Don & Joyce at the Gaslight Gala
Billy Fields; Ron Fish; Jim Hawkins
The evening’s fun continued at O’Lunney’s Irish Pub where the O’Lunneytics held their meeting. Sebastian LePage bought shots of tequila for everyone in order to toast our late founder and inspiration, Paul Smedegaard. The rest of the night somehow became a blur. As the evening wore on, more and more Sherlockians joined us. There were new rounds of toasts to the newly invested irregulars. By this time, most Sherlockian already know who they were.

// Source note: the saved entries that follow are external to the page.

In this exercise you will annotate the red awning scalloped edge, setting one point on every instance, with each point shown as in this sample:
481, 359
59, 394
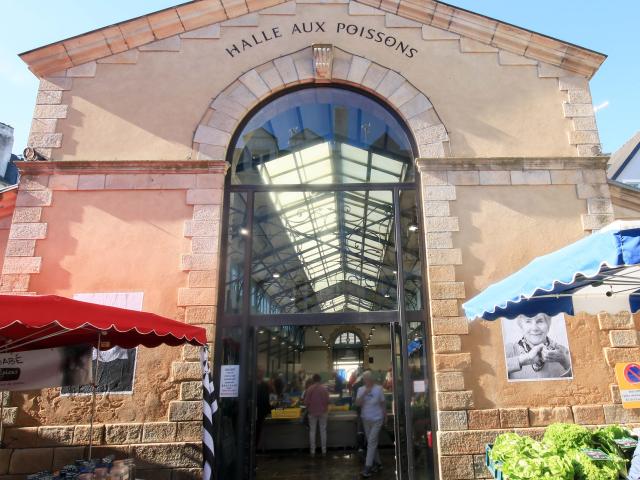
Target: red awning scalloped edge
31, 322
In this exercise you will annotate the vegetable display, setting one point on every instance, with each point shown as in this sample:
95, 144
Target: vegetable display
566, 452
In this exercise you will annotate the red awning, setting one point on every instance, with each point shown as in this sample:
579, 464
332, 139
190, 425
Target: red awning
47, 321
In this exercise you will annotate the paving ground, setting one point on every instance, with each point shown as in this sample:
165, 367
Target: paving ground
337, 465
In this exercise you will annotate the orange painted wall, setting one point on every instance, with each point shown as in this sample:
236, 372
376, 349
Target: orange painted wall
114, 241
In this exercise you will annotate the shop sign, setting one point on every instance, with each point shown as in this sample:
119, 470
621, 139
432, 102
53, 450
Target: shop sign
626, 443
628, 378
52, 367
229, 381
378, 38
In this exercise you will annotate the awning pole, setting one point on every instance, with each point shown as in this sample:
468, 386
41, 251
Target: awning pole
93, 395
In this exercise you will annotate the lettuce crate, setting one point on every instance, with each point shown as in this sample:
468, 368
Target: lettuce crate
494, 468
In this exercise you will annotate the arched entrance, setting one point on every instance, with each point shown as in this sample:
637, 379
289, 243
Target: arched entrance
322, 229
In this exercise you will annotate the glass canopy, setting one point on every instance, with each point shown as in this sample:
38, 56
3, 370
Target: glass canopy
322, 136
332, 247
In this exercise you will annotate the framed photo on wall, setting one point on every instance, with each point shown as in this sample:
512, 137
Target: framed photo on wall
536, 348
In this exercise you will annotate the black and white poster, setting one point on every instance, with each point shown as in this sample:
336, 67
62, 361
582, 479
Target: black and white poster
51, 367
537, 348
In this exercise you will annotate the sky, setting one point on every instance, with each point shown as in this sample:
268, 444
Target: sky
609, 27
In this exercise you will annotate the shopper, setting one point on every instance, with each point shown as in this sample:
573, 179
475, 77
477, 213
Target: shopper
263, 405
370, 398
316, 399
338, 383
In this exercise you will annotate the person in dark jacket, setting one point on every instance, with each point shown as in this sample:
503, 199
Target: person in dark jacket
263, 406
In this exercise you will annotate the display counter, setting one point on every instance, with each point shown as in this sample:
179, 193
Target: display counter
342, 429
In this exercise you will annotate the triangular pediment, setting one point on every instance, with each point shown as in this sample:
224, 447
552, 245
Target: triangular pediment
441, 18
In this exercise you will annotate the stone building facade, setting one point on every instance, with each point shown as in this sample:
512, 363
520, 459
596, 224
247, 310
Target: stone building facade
135, 121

30 shots of Tequila at O’Lunney’s Irish Pub
Lyndsay Faye & Elyse Locurto.
At some point, I made it back to the hotel where I found Joyce already there and sound asleep. I remember going to O’Lunney’s together but she slipped past me during one of my many distractions. I took a short four-hour nap before heading back to the Red Flame to meet up with Kate Karlson. Michael Quigley and eventually by Joyce joined us before we finished our breakfast. We finished breakfast and walked next door to the Algonquin, where the Huckster’s Room, full of Sherlockian purveyors was in full swing. I picked a few new treasures. Next, on the agenda was the BSI Reception, once called the Cocktail Party but now only beer and wine. This is the event open to all Sherlockians and guests.

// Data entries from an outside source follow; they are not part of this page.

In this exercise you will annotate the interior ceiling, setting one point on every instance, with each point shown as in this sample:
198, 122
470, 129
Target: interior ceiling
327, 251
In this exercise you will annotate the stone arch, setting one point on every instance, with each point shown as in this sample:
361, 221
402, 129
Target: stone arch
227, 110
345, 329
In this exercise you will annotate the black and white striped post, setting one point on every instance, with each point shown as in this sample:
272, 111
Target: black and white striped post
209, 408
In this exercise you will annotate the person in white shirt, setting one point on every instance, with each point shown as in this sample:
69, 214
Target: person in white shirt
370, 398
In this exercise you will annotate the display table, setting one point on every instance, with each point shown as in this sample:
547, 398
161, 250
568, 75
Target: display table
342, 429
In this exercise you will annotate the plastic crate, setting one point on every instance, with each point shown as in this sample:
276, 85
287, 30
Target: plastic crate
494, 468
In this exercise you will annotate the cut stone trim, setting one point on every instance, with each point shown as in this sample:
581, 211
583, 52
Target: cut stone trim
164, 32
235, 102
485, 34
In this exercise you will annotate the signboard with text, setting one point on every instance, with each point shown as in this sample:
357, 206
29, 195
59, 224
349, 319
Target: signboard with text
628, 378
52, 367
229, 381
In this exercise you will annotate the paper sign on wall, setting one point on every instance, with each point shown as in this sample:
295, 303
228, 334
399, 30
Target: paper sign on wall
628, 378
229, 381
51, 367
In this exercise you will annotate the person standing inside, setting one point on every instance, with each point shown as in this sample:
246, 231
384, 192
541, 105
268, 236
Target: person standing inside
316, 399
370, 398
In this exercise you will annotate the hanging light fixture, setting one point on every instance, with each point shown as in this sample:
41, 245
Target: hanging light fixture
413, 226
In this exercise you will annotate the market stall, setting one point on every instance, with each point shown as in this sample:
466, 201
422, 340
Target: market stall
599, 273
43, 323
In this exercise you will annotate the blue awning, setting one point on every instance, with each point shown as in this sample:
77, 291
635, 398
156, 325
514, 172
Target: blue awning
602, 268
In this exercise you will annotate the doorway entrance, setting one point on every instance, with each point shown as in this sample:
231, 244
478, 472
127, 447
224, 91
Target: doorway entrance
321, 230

Ron Fish; Jeffry Bradway; Scott Monty; Michael Quigly; Don Hobbs; Richard Oklen.
Don Hobbs & Philip Cunningham. Lisa, Don Hobbs,
The reception is where Sherlockians can mill around a catch up with other Sherlockians. The weekend has so many different events, it is nearly impossible to see everyone. The reception is really the highlight of the entire weekend. The New York City Bar Association is conveniently located across the street from the Algonquin. It has hosted the Reception since it moved from the National Arts Club three years ago. The finale this year was a surprise performance by Raymond Jessel, the lyricist from Baker Street, The Musical. He delighted everyone with his piano playing and singing.

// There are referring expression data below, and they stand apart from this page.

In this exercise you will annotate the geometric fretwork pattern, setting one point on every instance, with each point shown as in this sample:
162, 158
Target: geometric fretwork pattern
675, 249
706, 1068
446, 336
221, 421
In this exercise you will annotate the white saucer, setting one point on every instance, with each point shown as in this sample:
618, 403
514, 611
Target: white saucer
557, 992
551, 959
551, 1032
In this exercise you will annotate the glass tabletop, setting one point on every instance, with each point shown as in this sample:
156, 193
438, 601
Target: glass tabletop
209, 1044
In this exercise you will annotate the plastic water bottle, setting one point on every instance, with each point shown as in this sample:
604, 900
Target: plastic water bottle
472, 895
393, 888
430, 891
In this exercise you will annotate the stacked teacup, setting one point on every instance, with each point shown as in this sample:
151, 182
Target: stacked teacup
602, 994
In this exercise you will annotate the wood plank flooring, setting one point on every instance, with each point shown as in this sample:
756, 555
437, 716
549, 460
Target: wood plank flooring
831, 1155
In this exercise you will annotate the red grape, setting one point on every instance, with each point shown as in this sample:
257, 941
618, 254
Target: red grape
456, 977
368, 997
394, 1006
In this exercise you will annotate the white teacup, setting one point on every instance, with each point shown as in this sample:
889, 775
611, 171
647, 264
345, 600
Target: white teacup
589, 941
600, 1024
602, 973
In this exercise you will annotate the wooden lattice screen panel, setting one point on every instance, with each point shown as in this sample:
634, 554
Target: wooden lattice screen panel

Kennedy’s Restaurant has become an annual event and has grown from just a few attendees to more than forty. It is now know as The One Fixed Point Dinner. Jerry and Chrys Keagley, who normally sponsor this event, were absent this year but Lyndsay Faye stepped in and filled their shoes marvelously. At evenings end Joyce and I took a cab back to the hotel for a quick nap before our 4:30 wake-up call in order to catch an early flight back to Texas. We may have a world speed record on Sunday however. We left our hotel in Midtown Manhattan at 5:15 Sunday morning; hailed a passing cab; made it to La Guardia; checked-in; got through security and were setting in our seats on the airplane at 5:45!! Unbelievable, but true.